Well this is a quote out of NW:
This Forrester analyst says:
I says ;-), the client are eventually looking for this.
“Their product architecture is that virtualization is part of the [operating system] so they seem to be rethinking what hypervisor should be,” says Raghu Raghuram, vice president of products and solutions for VMWare. “They are going to be coming out in almost one year with a basic-function hypervisor where today we have a robust hypervisor and 20,000 customers.” And Raghuram adds WMWare comes with benefits such as availability and various management tools.
This Forrester analyst says:
“It’s not about server virtualization,” Forrester analyst Frank Gillett told Network World in August, “It’s about when I have virtual servers I can completely change how I think about IT infrastructure. When I move virtual servers around I have to have storage that is not only networked but flexible so when I move the virtual server the storage connections go with it.”
I says ;-), the client are eventually looking for this.
- Heterogeneity: Year 2008: VMware in production, Xen in test, Virtual Iron in development and Hyper-V in development.

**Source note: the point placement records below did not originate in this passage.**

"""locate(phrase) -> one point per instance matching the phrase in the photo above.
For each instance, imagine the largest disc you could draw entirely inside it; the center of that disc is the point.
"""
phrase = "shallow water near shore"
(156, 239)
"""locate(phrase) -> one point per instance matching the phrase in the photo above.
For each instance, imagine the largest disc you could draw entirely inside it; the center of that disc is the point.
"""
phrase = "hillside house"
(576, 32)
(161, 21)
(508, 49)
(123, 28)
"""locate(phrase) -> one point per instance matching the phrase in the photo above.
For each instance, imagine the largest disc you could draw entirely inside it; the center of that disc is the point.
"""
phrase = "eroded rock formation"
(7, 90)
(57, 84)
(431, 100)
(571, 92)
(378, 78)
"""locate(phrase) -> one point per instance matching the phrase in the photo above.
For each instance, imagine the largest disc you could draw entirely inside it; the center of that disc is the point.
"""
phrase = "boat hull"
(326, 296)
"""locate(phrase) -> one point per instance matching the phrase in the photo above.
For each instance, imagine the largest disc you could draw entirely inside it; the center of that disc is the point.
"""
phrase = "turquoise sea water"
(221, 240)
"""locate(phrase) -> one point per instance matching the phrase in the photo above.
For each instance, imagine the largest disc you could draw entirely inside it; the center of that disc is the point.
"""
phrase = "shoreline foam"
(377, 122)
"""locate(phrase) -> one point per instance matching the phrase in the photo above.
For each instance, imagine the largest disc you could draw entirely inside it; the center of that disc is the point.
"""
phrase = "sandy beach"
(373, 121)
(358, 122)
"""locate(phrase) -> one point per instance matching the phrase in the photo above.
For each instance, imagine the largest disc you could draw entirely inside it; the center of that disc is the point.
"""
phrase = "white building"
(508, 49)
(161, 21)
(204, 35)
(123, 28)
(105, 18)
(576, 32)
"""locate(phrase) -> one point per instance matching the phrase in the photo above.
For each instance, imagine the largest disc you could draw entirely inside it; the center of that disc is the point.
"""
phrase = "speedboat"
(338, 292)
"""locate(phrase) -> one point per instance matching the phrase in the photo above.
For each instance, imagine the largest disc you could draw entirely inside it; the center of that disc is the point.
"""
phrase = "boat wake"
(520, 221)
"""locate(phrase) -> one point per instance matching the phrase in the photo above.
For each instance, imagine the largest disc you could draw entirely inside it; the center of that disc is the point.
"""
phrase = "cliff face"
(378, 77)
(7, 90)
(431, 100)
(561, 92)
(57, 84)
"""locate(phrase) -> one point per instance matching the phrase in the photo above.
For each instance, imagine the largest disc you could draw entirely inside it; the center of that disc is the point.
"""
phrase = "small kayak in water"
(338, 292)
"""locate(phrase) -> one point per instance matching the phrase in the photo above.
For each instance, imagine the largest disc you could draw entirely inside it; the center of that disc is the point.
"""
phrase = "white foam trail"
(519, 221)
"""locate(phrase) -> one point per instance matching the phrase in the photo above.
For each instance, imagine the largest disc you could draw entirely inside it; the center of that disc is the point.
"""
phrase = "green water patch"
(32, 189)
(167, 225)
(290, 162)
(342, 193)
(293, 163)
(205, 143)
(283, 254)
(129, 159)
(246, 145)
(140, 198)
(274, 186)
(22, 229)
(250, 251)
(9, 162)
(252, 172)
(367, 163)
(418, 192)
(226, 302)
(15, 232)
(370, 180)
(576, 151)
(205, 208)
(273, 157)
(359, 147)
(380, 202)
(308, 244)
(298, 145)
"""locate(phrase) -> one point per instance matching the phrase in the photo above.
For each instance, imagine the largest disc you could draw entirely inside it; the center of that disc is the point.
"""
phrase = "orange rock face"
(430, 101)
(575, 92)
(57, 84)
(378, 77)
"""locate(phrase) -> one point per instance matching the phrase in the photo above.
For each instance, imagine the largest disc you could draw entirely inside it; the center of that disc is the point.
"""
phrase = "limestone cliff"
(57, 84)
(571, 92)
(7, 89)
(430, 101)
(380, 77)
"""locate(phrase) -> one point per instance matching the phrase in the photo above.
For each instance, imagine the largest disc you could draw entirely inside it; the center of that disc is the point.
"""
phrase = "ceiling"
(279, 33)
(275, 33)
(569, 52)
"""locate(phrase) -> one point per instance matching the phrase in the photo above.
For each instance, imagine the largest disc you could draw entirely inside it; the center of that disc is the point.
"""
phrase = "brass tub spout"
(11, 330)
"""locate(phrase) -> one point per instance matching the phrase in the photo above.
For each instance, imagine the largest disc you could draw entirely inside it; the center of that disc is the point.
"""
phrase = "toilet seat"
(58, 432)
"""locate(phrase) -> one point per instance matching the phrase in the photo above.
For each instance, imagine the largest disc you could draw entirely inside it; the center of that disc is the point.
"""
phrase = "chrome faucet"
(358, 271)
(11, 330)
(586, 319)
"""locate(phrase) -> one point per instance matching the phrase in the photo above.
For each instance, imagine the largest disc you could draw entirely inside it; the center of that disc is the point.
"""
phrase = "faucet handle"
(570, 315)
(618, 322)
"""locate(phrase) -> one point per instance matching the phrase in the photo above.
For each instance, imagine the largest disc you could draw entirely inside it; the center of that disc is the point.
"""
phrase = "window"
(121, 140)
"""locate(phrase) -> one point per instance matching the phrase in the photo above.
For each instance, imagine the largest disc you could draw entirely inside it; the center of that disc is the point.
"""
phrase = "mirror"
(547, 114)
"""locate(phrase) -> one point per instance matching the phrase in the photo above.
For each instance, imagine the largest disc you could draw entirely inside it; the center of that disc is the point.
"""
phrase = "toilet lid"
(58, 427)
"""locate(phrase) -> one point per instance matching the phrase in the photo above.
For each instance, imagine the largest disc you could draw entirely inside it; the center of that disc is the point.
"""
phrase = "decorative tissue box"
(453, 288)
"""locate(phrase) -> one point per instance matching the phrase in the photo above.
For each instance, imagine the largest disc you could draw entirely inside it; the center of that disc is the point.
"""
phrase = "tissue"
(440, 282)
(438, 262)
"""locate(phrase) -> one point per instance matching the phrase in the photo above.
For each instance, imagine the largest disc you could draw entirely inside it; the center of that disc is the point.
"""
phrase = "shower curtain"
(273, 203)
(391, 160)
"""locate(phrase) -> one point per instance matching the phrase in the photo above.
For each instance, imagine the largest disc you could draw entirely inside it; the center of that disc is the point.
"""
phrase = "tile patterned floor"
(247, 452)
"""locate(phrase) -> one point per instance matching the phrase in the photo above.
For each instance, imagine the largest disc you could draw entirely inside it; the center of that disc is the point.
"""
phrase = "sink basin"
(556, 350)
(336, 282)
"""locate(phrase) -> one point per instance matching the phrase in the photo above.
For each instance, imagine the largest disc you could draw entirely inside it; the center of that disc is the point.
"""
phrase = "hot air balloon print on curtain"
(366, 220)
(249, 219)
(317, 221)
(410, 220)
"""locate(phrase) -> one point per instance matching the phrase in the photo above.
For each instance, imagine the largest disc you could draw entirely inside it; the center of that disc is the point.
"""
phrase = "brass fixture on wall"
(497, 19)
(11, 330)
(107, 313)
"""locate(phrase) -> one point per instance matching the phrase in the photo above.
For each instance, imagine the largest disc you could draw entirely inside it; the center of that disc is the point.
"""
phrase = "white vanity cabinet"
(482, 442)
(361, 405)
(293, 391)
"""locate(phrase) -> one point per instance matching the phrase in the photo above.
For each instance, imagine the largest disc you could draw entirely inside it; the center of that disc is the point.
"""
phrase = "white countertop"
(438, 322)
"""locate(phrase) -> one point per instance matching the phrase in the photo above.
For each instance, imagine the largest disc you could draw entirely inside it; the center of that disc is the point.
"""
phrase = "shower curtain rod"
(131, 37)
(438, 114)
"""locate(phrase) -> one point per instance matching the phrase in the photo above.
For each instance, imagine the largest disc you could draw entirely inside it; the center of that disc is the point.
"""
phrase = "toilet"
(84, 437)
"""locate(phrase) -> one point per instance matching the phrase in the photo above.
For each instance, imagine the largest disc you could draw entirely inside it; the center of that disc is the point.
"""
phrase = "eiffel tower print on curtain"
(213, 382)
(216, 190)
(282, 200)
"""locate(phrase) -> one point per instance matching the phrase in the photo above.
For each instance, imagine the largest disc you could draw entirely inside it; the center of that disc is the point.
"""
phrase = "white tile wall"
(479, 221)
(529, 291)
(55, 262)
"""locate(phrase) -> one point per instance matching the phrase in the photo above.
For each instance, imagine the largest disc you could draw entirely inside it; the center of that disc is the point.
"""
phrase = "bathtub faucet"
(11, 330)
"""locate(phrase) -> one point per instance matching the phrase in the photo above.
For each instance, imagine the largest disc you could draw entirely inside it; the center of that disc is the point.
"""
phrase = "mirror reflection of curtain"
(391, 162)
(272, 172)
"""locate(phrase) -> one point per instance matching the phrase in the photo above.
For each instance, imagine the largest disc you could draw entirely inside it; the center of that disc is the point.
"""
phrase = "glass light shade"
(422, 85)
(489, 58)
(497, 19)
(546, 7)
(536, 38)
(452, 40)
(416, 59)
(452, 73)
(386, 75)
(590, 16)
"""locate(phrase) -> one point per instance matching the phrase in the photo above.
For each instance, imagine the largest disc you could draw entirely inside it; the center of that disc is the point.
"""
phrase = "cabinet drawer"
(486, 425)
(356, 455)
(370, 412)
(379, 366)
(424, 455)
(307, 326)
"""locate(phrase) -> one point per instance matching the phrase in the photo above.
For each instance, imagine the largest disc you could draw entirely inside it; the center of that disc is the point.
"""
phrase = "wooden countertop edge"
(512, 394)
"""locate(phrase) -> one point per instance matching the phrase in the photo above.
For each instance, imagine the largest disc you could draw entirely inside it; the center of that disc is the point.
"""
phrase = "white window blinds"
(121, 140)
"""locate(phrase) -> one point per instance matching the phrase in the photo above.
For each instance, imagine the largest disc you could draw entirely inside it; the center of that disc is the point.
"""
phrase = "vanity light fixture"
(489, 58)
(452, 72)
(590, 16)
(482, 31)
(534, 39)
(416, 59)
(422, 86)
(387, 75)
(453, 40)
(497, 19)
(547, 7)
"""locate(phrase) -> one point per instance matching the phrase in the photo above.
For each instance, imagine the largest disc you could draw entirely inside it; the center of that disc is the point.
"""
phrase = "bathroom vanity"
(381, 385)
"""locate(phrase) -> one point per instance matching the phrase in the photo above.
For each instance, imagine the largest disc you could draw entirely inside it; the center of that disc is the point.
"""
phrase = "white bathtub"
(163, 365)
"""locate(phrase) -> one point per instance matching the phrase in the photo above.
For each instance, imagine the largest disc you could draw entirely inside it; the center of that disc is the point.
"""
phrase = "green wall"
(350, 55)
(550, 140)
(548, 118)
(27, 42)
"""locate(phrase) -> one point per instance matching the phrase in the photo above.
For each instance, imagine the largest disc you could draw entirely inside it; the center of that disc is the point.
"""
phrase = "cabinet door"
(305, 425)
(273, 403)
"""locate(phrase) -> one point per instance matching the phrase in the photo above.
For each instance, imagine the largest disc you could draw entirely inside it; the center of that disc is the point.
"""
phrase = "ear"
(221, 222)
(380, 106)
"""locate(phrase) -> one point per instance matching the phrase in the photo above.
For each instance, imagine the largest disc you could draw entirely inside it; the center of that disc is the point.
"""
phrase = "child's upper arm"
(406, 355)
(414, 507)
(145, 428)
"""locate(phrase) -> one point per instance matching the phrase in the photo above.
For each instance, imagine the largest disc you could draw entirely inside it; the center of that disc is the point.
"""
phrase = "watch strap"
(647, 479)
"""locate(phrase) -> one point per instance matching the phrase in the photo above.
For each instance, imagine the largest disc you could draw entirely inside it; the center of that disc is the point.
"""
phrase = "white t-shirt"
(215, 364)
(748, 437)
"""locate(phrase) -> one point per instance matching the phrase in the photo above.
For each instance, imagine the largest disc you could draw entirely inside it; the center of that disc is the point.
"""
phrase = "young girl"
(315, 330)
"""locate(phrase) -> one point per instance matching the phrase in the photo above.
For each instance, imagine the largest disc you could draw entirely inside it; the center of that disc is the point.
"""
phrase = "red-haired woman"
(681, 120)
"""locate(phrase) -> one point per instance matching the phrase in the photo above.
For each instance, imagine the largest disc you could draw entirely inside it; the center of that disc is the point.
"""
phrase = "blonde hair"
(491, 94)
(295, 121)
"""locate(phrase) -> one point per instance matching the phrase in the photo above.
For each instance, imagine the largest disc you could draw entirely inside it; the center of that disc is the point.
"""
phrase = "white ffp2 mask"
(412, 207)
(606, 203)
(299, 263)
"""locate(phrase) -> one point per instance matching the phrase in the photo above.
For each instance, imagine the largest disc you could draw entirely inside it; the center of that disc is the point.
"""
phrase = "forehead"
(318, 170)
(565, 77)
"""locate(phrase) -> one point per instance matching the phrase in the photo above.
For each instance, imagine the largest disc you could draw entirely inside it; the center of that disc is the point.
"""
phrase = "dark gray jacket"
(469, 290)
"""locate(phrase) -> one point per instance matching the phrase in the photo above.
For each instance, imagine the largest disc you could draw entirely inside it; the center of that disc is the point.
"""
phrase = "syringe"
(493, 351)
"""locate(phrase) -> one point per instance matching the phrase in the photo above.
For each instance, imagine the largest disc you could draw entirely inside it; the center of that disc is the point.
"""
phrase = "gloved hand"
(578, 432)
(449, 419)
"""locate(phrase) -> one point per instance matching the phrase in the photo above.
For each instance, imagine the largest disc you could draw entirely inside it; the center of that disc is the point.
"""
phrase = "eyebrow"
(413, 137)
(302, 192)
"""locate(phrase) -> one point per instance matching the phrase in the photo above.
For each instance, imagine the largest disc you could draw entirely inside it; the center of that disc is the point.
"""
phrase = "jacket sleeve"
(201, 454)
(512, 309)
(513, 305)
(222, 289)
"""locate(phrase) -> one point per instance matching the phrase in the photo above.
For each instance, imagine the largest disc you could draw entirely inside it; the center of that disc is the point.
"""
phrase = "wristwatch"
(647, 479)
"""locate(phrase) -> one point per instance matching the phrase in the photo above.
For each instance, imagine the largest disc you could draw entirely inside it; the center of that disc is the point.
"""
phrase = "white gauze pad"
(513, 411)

Year 2009: VMware in development, Microsoft in Production, Xen in test and xVM in staging. Year 2010: VMware, Xen, xVM, KVM, Hyper-v in production, test, development and staging. So to achieve a "truly heterogeneous infrastructure", one will have to think of eliminating the disconnect between the hypervisors and other solutions. Our goal is to make our infrastructure highly agile, and you don't get agility when you're stuck with one.
- Portability: Common platform to port infra from place to place. Port appications or virtual appliances from platform to platform, seamlessly.
- Interoperability: All those hypervisors ought to talk to each other. Us, on the business layer ought to start working on making our business model agiler than ever! We ought to stop looking at the hypervisor all the time.